A blush brushed against her cheeks, and she dropped my gaze, “thank you,” she murmured, and she swooped a strand of loose hair behind her ear. “You don’t look too bad yourself,” she said, turning back around and sliding into the kitchen. I leaned against the glass wall behind me and watched as she started to make her coffee, everything conveniently placed, like she’d done this every day for her whole life.
“Do you want a cup?” she asked, as she grabbed two mugs from the cupboard, and I looked down at my watch, [8.05].
“Yeah, we have time,” she smiled sweetly and placed the cups under the coffee machine, then fetching the milk from the fridge, which she poured into the steamer jug and foamed the milk, pouring it into the cups onto of the shots of fresh coffee.
Time flew, and I relished in the sweet moments I was spending with her, but eventually I pulled up outside of the University gates, quickly jumping out of the car and opening her door for her, offering a hand for her.
She smiled softly and took it, tingles going down my arm and warming my body, would this feeling ever stop?

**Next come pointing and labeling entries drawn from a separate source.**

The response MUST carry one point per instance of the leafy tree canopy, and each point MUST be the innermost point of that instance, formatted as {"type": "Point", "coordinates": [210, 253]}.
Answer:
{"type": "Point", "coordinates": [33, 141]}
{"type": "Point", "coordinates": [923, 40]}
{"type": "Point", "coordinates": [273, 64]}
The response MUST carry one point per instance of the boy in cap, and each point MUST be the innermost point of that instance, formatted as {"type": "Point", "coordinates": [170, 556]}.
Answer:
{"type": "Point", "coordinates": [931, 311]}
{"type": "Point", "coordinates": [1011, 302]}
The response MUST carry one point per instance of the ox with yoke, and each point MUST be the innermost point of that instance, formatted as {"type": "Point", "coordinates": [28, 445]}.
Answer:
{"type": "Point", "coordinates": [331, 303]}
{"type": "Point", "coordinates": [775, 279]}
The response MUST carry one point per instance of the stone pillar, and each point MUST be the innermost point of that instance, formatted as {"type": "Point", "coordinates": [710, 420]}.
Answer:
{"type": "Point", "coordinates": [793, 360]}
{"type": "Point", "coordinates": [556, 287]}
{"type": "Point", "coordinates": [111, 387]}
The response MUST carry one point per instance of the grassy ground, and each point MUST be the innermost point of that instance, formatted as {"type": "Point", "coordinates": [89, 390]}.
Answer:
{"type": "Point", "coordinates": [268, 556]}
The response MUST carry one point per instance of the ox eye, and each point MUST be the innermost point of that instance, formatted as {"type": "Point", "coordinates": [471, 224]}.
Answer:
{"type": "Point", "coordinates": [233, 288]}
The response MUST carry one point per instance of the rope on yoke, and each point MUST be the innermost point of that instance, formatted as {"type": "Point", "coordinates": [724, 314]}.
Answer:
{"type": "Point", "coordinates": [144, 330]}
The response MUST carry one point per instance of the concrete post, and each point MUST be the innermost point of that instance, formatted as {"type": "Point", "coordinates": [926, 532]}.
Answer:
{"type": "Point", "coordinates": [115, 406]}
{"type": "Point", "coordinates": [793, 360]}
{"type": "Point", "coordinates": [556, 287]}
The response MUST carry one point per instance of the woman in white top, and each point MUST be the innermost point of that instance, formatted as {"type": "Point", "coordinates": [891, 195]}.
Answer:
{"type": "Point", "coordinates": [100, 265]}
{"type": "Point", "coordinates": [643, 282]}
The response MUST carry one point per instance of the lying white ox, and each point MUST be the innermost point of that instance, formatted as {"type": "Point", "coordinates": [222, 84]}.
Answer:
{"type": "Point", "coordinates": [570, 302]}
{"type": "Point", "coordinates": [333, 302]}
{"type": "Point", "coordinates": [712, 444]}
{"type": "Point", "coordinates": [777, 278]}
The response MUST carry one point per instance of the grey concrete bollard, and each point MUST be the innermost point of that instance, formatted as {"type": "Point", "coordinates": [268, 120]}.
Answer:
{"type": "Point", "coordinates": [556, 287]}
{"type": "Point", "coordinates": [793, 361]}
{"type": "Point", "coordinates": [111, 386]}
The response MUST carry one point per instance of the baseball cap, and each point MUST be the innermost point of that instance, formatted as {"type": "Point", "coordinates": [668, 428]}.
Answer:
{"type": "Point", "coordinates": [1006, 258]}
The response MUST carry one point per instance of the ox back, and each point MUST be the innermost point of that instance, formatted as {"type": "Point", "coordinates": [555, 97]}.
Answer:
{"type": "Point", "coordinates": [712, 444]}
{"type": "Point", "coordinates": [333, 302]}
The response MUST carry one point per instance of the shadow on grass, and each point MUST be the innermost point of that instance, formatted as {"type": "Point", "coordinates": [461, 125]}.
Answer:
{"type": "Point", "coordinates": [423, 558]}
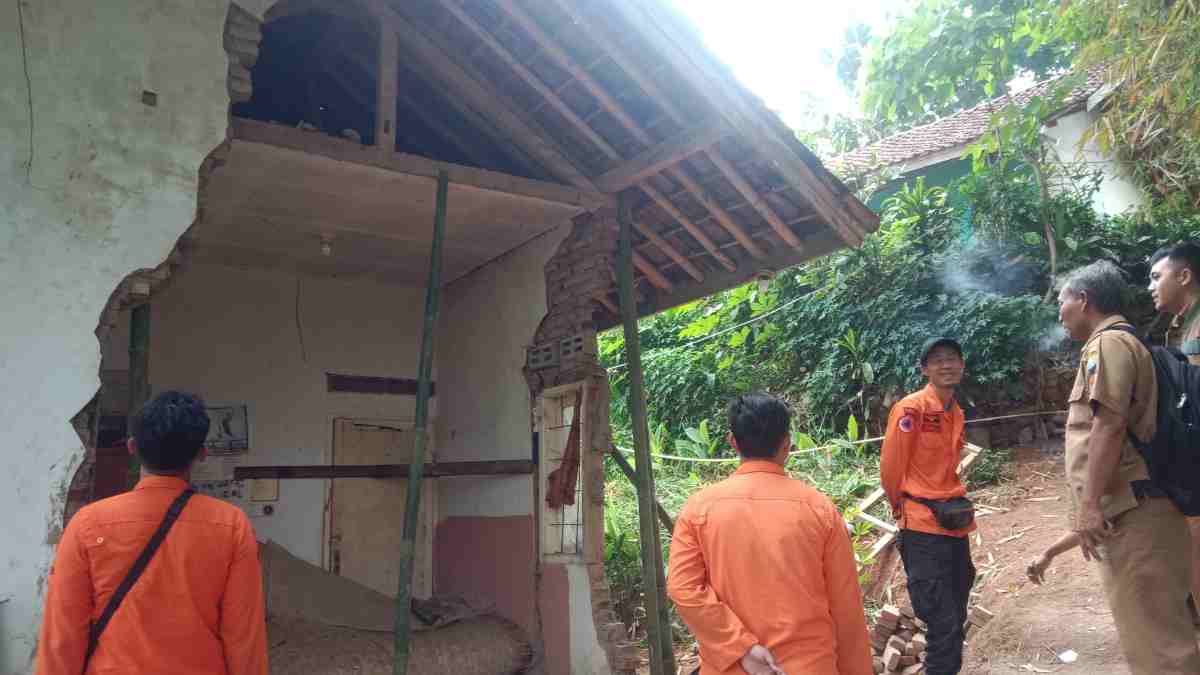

I handed her, her laptop bag, putting it onto her shoulder, being careful to get her hair out of the way before realising it.
“Thank you,” she said, her gaze now fixed to her shoes.
“Can I pick you up?” I blurted out, rubbing the back of my neck awkwardly.
“What?” she asked, looking taken aback.
“Can I take you out for dinner?” I clarified, “tonight, after you finish work?”
“Like a date?”
“Like a date.”
I looked at me more a long, painful second before nodded. “Okay, you can pick me up for dinner,” she said her stoic expression vanishing and replacing itself with a warm and comforting one.
“I’ll see you tonight then,” I grinned, and stepped forward closing the space between us, I ran my fingers through her hair, making sure not to put it out of place, she looked so perfect, her hair like moon light, her heels making her a couple inches closer to my face. Ever so slowly I leaned in, giving her the opportunity to pull away, turn her head, stop me. I could have died of happiness as she let me kiss her again, my hands caressing down her back and stopping at her waist.
This kiss was light, as to not disrupt her make up, it wasn’t a goodbye or a hello, it was a have a good day kiss. A kiss I wanted to give her every day for the rest of my life.